King Arnekhamani, Horus, and wife at the "Lion Temple" at Musawwarat es-Sufra, 235-218 BC.
Arnekhamani is famous for building the "Lion Temple" at Musawwarat es-Sufra. This temple is one of the most beautiful ancient monuments still surviving in Sudan. No historical documents survive from his reign. Because his temple relief's are so beautiful and powerful, archaeologists believe that Arnekhamani supported growth of art and architecture. He and his dynasty also promoted the worship of the Meroitic lion god Apedemak, who became as important to the Meroitic people as Amun.
On the walls of Arnekhamani’s temple sculptors carefully copied the king’s African features. In one scene the king appears riding on an elephant. On the outside walls, the king is shown with his son, Crown Prince Arka, and the major gods. On the inside walls, the king appears with at least two more sons and several women, probably his wives and daughters. Other scenes show herds of cattle and the conquest of southern enemy tribes.

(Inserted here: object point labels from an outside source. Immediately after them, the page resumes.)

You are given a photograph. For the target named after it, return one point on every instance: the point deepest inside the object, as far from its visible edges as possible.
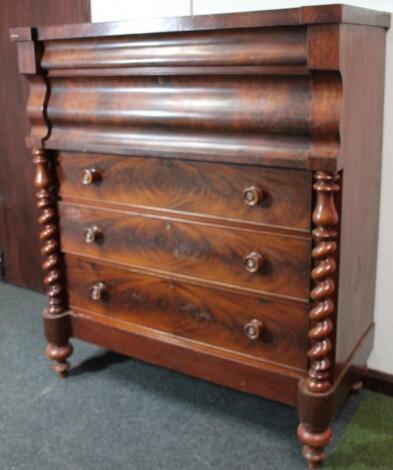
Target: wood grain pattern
(193, 358)
(189, 311)
(319, 383)
(256, 19)
(199, 188)
(362, 148)
(202, 251)
(285, 120)
(236, 47)
(166, 262)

This mid-200's BC relief from the Lion Temple, Musawwarat es-Sufra shows the Nubian god Arensnuphis facing King Arnekhamani.

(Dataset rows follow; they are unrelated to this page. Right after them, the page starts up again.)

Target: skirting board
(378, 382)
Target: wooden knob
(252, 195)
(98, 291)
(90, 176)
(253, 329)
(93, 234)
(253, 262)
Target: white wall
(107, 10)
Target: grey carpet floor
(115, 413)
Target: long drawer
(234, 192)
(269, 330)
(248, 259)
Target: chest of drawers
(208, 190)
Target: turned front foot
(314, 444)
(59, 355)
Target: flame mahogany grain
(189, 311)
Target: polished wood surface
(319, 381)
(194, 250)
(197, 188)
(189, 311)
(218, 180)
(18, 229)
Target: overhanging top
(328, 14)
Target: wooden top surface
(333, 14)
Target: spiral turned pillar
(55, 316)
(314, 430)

Arensnuphis is a late Egyptian and Kushite name of the god Shu (“Wind”). He was the son of the Creator god Atum, whose Nubian name was Sebiumeker. Arensnuphis and Sebiumeker usually appear as giant statues or relief's on either side of the doorways leading into Kushite temples. They served as temple guardians. People probably thought they frightened away evil spirits. Shu was famous in stories for making peace with evil influences, especially angry lion goddesses. The largest images of these gods carved on walls were at Gebel Barkal, where they appeared beside the gate of the second pylon of the Great Amun Temple. Each one stood about about 33 feet high. Stone statues of these gods at the temple of Tabo were 7 about 23 feet and weighed 30 tons each.